On 24 July 1961, Fernandes married Severina Piedade Fernandes, a homemaker, in a ceremony held at the Benaulim church. Prior to the church wedding, the couple underwent a civil marriage registration in Margão. Together they had six children: Peter de Benaulim, Maria, Comedienne Joana, Maggie, Lonita, and Convy, all of whom pursued careers as tiatr and khell-tiatr artists. Fernandes and his five daughters performed together in Menino de Bandar's productions, including Laitanam Dhorlo, Uban Dilem, and Eka Disa. This artistic legacy continued through the involvement of his grandchildren, Comedian Bryan and Benzer.

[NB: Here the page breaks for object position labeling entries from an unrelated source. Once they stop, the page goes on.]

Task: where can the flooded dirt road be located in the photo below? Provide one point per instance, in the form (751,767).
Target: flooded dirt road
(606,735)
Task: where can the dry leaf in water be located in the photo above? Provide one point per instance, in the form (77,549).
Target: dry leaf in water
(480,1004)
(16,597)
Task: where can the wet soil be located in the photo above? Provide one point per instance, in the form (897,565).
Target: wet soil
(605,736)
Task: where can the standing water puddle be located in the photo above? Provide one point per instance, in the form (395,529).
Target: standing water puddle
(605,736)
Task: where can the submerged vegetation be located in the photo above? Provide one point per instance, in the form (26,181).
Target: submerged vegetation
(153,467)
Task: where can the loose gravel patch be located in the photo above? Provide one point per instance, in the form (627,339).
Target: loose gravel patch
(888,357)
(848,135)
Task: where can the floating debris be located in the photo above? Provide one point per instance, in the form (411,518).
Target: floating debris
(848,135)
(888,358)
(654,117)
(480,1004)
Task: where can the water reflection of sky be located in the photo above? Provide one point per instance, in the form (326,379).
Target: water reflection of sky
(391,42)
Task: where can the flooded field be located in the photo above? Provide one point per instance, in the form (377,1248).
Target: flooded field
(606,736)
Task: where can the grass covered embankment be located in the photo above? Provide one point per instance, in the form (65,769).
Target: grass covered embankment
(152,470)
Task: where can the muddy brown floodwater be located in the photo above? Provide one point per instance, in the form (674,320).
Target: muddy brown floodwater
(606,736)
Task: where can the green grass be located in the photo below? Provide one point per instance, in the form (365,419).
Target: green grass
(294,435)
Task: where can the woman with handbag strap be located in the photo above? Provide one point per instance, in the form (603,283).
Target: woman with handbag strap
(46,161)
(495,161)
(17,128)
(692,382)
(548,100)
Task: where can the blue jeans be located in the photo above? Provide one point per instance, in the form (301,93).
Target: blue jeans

On 1 May 2003, Fernandes died at the age of 70, within the confines of his residence in Mazilvaddo, Benaulim, Goa.

==Legacy==
In June 2023, Fernandes received a tribute from Konkani singer Maythan in an opening song performed by Maythan and composed by Fernandes's son Peter de Benaulim during the tiatr production of Fernandes's grandson, Comedian Bryan's Mhoji Khori Maim (My Real Mother).